Gluten-Free, Dairy-Free Sriracha Deviled Eggs

How about a spicy twist to the perfect party dish? Seasoned and creamy deviled eggs infused with everyone’s favorite—Sriracha sauce.

If we’re being completely honest, Sriracha is delicious on everything and I eat it on everything! I couldn’t resist adding this crowd-pleaser to my Father’s Day menu. Then garnished with chopped cilantro and you’ve got yourself a winner!

Looking for something more traditional, try our Classic Deviled Eggs.
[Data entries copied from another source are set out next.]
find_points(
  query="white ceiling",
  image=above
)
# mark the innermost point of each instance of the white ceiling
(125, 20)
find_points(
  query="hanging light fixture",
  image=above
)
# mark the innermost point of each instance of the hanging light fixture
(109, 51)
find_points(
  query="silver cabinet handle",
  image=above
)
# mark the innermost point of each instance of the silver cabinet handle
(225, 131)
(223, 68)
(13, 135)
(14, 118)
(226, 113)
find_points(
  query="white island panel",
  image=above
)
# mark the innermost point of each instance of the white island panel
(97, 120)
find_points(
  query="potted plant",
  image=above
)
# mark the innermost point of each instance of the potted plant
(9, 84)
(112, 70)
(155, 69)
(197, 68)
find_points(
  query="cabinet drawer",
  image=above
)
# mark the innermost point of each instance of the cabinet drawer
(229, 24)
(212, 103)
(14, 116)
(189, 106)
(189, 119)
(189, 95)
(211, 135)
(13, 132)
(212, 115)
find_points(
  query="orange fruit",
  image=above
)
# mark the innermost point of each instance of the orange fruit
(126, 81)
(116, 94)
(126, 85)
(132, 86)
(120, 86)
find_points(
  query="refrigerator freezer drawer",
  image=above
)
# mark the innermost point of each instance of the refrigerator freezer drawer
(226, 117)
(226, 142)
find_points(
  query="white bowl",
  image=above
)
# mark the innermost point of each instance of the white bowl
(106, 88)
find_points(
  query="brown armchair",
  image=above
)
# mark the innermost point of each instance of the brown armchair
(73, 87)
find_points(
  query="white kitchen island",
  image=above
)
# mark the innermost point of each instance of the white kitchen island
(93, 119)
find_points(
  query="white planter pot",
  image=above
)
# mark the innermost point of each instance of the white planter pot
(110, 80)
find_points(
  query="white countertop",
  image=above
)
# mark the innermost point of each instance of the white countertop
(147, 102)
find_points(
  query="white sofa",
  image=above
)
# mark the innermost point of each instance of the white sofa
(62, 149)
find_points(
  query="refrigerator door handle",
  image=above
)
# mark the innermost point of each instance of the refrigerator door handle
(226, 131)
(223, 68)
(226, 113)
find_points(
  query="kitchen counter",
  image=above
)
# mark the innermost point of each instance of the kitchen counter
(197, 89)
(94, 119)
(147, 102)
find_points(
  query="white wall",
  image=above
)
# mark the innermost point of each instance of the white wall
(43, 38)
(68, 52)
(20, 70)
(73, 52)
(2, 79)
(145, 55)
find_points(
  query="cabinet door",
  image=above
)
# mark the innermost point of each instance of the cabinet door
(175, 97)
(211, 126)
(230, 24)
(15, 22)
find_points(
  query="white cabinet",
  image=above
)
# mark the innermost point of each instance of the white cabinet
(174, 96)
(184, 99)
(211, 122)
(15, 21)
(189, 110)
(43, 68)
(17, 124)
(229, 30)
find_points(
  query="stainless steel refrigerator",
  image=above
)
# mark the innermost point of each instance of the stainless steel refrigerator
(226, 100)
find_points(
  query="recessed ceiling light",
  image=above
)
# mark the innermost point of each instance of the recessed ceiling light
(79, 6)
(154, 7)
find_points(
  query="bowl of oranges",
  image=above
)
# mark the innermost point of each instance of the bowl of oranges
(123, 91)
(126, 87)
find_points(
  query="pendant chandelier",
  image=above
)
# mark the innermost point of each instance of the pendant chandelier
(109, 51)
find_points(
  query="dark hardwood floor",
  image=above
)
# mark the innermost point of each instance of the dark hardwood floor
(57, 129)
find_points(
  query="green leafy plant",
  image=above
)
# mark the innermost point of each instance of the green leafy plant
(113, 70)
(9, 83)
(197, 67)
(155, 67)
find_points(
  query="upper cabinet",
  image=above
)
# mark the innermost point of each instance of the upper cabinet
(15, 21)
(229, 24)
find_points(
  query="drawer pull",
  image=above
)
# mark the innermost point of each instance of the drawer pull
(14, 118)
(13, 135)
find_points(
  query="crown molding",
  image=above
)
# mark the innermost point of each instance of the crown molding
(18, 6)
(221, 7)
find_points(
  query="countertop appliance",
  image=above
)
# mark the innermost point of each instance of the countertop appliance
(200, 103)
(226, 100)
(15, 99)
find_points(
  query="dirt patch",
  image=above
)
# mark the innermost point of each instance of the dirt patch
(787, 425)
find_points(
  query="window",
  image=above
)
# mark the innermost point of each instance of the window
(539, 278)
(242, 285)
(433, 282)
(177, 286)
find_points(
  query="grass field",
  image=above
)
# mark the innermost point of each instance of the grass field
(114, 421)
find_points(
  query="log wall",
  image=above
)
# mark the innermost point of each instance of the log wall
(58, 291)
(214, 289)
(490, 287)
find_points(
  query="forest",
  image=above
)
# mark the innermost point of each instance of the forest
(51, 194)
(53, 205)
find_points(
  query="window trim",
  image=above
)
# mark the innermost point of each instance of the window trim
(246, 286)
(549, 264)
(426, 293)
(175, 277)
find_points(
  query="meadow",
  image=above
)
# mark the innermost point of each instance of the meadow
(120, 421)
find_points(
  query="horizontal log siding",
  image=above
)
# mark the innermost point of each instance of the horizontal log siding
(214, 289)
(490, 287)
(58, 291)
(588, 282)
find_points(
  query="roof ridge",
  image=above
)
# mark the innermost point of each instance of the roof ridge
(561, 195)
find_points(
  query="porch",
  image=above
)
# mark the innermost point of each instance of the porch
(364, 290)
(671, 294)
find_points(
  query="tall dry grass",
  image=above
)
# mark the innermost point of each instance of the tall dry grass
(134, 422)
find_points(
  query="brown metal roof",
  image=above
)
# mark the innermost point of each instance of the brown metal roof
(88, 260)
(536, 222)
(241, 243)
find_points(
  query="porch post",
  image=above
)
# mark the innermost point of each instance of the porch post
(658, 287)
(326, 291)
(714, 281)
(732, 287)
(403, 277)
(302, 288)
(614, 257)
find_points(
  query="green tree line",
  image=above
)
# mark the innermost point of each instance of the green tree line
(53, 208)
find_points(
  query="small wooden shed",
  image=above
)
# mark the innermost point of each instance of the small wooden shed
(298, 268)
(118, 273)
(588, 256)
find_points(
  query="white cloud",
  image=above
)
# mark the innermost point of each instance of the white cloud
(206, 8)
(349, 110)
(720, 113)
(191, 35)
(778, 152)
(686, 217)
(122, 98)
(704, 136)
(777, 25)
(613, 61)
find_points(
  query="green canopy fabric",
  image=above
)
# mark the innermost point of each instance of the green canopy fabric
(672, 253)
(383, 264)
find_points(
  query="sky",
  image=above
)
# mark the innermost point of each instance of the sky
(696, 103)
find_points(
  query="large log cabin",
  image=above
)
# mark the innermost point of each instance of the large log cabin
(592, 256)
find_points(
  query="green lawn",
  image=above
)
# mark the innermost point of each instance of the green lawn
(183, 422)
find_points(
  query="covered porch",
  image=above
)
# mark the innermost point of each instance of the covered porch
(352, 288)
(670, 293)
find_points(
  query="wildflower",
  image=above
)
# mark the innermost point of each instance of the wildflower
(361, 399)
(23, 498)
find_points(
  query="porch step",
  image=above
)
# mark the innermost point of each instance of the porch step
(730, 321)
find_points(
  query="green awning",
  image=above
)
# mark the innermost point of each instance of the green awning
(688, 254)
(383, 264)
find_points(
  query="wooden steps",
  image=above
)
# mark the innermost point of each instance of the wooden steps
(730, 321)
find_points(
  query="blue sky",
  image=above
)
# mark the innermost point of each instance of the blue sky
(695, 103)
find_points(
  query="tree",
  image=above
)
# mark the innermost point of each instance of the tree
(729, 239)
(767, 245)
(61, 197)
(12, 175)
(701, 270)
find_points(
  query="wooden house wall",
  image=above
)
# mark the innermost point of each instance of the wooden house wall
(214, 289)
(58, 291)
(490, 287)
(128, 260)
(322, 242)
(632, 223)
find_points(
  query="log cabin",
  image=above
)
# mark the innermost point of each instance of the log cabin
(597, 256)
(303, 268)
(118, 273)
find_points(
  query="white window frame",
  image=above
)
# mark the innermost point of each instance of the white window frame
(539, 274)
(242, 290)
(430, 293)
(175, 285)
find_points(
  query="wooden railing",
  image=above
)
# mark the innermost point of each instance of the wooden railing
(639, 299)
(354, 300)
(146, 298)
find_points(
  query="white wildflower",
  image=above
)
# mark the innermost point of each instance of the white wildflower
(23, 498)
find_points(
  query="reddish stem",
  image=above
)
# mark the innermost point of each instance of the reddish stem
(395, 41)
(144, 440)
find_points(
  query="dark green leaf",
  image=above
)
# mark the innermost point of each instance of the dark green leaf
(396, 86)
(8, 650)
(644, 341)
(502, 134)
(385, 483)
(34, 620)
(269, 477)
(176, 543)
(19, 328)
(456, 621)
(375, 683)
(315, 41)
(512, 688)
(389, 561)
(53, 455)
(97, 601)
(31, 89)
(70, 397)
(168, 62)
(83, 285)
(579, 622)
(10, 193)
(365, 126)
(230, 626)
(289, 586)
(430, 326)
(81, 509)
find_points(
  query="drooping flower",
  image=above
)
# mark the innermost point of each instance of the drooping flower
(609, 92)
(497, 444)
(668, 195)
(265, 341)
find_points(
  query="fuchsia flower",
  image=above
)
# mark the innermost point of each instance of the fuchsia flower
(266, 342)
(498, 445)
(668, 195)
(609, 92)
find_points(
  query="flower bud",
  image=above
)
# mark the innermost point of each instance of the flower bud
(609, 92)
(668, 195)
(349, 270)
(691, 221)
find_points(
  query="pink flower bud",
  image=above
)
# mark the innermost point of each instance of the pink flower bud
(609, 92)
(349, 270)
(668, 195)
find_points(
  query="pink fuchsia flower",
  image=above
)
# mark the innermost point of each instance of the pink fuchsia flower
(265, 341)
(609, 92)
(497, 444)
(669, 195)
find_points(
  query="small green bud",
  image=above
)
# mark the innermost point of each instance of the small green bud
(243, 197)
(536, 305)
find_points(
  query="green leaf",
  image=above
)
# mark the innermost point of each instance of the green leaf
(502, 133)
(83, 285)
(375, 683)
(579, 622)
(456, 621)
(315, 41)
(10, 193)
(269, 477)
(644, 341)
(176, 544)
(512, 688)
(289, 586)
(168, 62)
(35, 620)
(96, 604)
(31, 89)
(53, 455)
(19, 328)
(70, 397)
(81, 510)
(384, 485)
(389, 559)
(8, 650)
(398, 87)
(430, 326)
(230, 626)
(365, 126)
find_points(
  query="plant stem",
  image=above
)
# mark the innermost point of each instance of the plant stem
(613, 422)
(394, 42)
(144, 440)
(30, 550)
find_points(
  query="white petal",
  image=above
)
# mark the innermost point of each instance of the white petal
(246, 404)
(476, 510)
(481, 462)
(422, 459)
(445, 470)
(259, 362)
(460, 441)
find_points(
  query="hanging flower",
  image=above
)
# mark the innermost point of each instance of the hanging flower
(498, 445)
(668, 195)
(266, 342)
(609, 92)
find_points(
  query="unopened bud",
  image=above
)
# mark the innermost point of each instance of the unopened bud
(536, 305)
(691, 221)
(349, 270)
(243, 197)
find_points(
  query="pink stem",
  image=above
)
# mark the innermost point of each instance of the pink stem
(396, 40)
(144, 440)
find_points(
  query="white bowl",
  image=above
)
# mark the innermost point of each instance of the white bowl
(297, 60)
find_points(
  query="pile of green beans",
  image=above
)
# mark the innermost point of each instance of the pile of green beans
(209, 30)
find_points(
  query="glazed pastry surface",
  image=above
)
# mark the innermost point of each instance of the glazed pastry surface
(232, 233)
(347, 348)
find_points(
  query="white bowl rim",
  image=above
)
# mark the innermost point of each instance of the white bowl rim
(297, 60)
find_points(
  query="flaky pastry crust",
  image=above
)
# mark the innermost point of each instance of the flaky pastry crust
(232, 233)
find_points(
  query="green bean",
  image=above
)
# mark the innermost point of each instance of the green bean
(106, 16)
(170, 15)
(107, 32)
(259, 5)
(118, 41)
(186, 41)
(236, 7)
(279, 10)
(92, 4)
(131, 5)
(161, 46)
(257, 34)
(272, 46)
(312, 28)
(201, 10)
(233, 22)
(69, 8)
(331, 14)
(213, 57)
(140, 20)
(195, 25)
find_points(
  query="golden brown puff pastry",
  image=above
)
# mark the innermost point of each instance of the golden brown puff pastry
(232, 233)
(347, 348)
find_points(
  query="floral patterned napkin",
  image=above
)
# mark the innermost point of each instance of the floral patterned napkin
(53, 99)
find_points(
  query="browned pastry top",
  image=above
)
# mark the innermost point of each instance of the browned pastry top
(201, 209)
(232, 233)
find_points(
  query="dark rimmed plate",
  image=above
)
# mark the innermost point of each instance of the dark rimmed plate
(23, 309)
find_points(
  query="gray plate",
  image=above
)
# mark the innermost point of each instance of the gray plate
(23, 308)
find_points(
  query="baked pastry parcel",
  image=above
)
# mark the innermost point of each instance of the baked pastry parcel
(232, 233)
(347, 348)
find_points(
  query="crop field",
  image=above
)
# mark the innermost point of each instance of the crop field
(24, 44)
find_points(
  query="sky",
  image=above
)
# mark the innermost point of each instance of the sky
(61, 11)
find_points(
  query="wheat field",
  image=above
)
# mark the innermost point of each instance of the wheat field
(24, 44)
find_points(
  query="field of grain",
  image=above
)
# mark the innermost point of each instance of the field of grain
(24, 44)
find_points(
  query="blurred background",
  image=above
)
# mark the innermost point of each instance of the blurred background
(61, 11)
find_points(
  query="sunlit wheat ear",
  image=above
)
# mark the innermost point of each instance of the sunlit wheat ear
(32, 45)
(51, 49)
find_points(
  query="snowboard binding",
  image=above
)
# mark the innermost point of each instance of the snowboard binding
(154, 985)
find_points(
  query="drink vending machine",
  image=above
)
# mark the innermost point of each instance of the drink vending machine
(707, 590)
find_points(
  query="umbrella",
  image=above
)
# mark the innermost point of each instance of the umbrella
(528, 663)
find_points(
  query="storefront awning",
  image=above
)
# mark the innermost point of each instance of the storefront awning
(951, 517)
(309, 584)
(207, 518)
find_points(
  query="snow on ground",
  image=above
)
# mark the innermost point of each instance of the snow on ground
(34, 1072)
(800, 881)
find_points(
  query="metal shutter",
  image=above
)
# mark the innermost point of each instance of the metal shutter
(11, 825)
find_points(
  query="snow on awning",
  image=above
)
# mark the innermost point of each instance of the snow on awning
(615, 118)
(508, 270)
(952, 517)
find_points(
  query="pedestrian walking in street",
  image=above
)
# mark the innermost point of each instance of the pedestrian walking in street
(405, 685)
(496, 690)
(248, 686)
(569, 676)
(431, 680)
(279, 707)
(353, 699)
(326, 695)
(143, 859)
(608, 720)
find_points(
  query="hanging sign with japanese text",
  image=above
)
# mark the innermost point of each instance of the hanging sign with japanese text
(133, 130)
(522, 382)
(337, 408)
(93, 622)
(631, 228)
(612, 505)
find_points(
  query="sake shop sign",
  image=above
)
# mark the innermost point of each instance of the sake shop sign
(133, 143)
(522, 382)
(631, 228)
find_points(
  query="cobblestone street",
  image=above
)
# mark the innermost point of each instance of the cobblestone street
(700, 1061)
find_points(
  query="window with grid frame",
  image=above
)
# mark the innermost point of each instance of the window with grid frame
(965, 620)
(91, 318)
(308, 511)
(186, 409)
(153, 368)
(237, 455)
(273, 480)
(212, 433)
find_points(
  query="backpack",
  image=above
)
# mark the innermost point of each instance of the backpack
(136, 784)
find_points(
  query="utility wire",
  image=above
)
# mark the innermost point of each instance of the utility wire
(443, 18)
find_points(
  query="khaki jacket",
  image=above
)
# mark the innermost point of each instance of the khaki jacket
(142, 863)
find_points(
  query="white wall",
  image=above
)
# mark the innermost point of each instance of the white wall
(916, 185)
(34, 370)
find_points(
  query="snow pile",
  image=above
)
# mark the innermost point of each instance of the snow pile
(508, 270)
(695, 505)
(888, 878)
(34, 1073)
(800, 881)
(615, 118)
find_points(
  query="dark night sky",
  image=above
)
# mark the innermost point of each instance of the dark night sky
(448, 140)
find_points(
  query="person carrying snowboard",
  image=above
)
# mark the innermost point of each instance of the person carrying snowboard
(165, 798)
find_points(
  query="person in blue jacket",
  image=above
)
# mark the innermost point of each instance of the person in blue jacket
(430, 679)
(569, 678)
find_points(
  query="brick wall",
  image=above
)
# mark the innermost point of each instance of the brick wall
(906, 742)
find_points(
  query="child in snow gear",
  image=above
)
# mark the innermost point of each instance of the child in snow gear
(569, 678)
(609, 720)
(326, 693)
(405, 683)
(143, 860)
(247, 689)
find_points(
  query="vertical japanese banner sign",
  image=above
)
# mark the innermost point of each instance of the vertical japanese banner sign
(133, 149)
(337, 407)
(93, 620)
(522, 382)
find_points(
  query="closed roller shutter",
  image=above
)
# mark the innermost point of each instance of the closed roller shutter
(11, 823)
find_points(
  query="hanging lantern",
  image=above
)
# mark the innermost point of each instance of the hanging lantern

  • 1 dozen hardboiled eggs
  • 1/2 cup mayonnaise
  • 2 1/2 - 3 tsp Dijon mustard
  • Dash of white vinegar, to taste
  • 1/2 - 1 tbsp Sriracha sauce, additional to preference
  • Salt & pepper, to taste
  • Cayenne pepper, to taste
  • Sweet paprika for garnish
  • Fresh cilantro, chopped for garnish


  1. Make hardboiled eggs.
  2. Peel the eggs then pat dry.
  3. Cut the eggs in half lengthwise. Carefully remove yolks, transferring them to a small food processor. If you don’t have a processor, transfer the yolks to a small mixing bowl.
  4. Place egg whites on a serving dish.
  5. Add mayonnaise, mustard, vinegar, and Sriracha to processor or mixing bowl then pulse or whisk until desired consistency is reached.
  6. Season with salt, pepper and cayenne.
  7. Fold in relish.
  8. Adjust seasonings to taste.
  9. Using a teaspoon or small pastry bag (a small ziplock with the corner cut off works great too), fill each egg white with yolk mixture.
  10. Garnish with paprika and chopped cilantro then serve.